Does anyone know of a formula that can be used to determine the length of cable that is on a spool? Of course the Spool dimensions(Radius, width etc…) and diameter of the cable will be a “known”.
Thanks in advance for any help.
There are electronic devices that you can hook up and determine the “electrical length” of the cable. This number, multiplied by the cables velocity factor gives the physical length.
There is one built into my antenna analyzer.
Alternativly, if you know the cable weight per foot, and the weight of the empty spool, all you need is a pencil and paper.
That’s fairly simple to calculate if you are talking of theoretical length. In other words, if every turn is side by side and every layer neatly wrapped. But this only happens with thick wires.
Now that I think of it we had a similar thread not long ago which turned into quite a deep discussion but I forget exactly what started it. I remember discussing the approximation of considering a spiral or a circle etc.
Anyway, give us a bit more info on what you are trying to do.

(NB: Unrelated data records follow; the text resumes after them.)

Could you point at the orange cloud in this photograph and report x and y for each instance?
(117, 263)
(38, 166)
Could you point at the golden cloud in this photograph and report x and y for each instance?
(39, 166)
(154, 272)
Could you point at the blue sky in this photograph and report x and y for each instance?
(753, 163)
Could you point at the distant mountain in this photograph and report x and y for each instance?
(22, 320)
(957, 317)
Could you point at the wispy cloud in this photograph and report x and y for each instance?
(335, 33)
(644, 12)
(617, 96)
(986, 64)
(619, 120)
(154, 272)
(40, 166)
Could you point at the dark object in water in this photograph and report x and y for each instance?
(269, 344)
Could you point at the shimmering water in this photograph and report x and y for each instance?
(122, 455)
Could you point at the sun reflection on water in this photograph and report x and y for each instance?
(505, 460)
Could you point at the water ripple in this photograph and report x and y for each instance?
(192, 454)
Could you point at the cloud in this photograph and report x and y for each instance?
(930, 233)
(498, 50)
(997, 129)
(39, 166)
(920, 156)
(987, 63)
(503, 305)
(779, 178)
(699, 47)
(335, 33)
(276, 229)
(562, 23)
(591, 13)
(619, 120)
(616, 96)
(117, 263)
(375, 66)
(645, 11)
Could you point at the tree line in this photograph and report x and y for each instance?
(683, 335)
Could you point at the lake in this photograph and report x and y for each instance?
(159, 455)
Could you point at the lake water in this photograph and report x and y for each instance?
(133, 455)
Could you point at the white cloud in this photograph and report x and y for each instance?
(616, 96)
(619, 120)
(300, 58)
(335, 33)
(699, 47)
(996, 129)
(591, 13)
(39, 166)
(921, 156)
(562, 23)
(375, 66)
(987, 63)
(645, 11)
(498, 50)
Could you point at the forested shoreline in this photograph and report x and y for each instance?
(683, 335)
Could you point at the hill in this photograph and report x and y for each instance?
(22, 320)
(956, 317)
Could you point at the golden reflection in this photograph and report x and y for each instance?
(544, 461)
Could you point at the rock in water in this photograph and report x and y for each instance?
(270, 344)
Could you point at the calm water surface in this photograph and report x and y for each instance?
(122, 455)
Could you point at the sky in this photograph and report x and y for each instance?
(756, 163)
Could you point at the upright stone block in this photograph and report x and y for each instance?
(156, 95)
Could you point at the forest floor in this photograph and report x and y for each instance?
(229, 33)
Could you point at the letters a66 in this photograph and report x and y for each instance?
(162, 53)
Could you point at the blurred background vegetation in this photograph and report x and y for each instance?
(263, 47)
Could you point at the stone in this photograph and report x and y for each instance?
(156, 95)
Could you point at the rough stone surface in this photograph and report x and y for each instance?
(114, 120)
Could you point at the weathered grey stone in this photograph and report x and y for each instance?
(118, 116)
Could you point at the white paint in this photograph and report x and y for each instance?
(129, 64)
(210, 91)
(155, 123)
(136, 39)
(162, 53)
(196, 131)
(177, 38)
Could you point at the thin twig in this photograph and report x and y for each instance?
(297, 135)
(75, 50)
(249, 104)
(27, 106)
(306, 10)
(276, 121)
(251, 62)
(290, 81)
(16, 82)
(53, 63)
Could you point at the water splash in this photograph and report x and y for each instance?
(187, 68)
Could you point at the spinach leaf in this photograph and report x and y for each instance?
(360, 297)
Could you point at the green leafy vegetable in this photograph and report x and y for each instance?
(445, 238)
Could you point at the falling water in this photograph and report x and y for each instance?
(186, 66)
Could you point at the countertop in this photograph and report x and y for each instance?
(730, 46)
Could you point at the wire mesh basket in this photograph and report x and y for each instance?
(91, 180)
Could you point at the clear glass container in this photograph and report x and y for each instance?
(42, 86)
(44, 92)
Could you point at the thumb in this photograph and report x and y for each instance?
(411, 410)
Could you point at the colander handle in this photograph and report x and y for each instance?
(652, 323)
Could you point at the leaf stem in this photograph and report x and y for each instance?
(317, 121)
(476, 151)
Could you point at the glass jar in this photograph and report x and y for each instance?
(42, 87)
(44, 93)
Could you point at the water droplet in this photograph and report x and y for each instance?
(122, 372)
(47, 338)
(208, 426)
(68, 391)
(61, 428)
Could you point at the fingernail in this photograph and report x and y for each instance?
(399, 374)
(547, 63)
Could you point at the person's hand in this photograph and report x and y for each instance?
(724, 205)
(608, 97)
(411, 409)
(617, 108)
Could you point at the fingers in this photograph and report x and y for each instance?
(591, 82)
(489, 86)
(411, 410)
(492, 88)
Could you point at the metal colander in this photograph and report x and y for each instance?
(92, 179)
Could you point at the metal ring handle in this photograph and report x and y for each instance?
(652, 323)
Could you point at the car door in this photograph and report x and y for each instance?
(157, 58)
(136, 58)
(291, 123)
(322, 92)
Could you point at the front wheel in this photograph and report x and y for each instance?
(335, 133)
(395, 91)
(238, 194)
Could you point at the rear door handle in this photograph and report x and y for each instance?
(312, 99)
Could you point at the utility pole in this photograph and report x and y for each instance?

A quick solution: let’s call the wire diameter “d”, the outside spool radius “R”, the inside spool radius “r” and the spool width “w”, all in the same units. If you have a long spiral starting from the center and forming a solid circle of wire, the area “A” equals pi()*R^2. Now remove the central part to allow for the spool core and you have a total area
A’ = A - a = pi() * (R^2 - r^2)
That is the area of one layer of spiral and the length of wire it contains equals A’/d
Now the number of spirals or layers is w/d so the solution is that the total length of wire is
L = A’/ d * w / d = w * A’/ d^2 = pi() * w * (R^2-r^2) / d^2
Unless I have made some mistake along the way, which I may have. And I hope this time I do not get dragged into a long argument like last time.
You didn’t state what type of cable you have (i.e. wire rope, insulated electrical cable, etc.), but in the case of wire rope the ‘reel capacity’ chart here should get you close. For other cables substitute (0.2618/d[sup]2[/sup]) for K where d=diameter of cable.
I believe this formula was originally published by the Roebling Wire Rope Company, but pretty much every wire rope supplier i’ve seen uses this formula.
As sailor stated, the tighter and more neatly wrapped, the more accurate the answer. This should give you fair estimate.